Radio Erena: 11 November 2019
The Horn of Africa is facing an existential test as the ethnic clashes threat to sweep its two giants Ethiopia and Sudan. ¨We have to stop these forces who are trying to pull us two steps back while we are going one step forward. ¨ This quote of the Ethiopian prime minister Abiy Ahmed made the headlines on the eve of ethnic clashes that left 86 people dead among them Amhara, Oromo, Muslim, and Christian victims as he said. While Pope Francis held prayers for all the victims of violence in that land, the Ethiopian Orthodox Church severely criticized the prime minister as Father Markos Gebre Ezgabher questioned the existence of the government in the face of the rising violence.
Violence broke out at the beginning of this month when hundreds of the supporters of the activist Jowar Mohamad took to the streets to resist authorities as he claimed that a police force planned to disarm his guards and attempted to arrest him. Soon the protests turned into murky violence which led to the loss of lives and property.
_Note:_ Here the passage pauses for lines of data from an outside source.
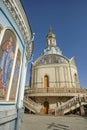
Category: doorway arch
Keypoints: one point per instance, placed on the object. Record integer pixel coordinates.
(46, 81)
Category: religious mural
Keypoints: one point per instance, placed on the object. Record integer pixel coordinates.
(7, 51)
(15, 77)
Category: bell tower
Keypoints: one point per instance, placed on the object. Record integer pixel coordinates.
(51, 45)
(51, 38)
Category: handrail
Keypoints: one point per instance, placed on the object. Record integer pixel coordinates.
(72, 102)
(55, 90)
(35, 107)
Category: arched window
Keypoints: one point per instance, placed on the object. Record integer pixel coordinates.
(46, 81)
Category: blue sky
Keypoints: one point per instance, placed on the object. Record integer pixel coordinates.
(68, 19)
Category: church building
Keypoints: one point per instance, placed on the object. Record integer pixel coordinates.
(54, 82)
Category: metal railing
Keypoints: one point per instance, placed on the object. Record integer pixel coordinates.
(55, 90)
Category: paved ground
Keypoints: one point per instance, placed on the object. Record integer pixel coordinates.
(36, 122)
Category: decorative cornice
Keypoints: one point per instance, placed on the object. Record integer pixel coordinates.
(17, 12)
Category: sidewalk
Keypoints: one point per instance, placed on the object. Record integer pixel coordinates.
(37, 122)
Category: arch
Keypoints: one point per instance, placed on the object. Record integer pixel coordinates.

Containing such ethnic violence proves to be a hard-hitting trial to the prime minister who received Nobel prize for peace. Some observers believe that he may take a violent course in dealing with violence before receiving his prize in Oslo next month; others even fear that he may go to the Reception Day with protesters´ blood in his hands. Whatever course he may take, the options represent a real test for his leadership.
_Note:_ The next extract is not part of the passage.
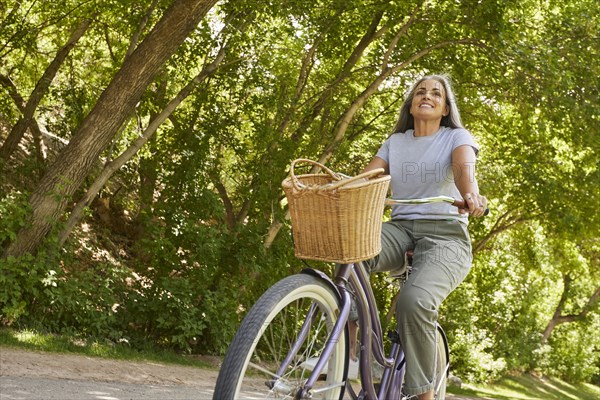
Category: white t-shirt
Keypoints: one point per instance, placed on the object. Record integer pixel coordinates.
(421, 167)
Be it peacefully or violently, the structures of the federal state in Ethiopia are similarly facing an enormous trial as Sidama regional state referendum is at doors. On the 13th of this month, Sidama region´s population vote in a referendum which- if it succeeds- will grant the actual district a full regional-state status equivalent to that of Oromia, Somali and Tigray Regions.
James Jefferey reported for the New Humanitarian from Hawssa- the would-be capital of the new regional state- that there are increasing fears that residents from other ethnic groups may not be welcome if the referendum ends in favor of creating the newly desired regional state, the matter which may lead to more life-claiming violence and may likewise add to the already vulnerable ethnic situation in Ethiopia, which is expecting a highly tense election next summer. Be it in the present or in the future, the perils facing the Horn of Africa are still looming high.
To the west of Ethiopia in Eastern Sudan, the cities of Gedaref, Kassala and Port Sudan have all- to varying degrees – witnessed tribal clashes which claimed the lives of some of the Nuba and Beni Amer youths. These tribal clashes flourished within the fragile political situation in Sudan after overthrowing general Bashir. The violence was triggered with each party demonizing the other and painting it as alien to the region which also includes the large Beja ethnicity. Many appeared to have benefited from the violence; mainly the remnants of the former toppled regime´s party National Congress Party, which emerged as the main benefactor of the post-revolution destabilized and fragile political situation; the message was forceful ¨we are still here and we are here to stay. ¨ What further complicates the situation in Sudan´s Eastern region is the fact that there are ¨foreign¨ stakeholders behind scene. Eritrea is not far from the tension´s center as it tries to avoid social unrest within its borders similar to the revolution which uprooted general Bashir.
On the other hand, social media users embarked vehemently on fomenting tribal hatred by adding fuel to the raging tribal conflict fires.
The test facing the countries of Horn of Africa is great as fires can easily cross the borders trailing the ethnic and tribal extensions; the matter which requires utmost care and wisdom.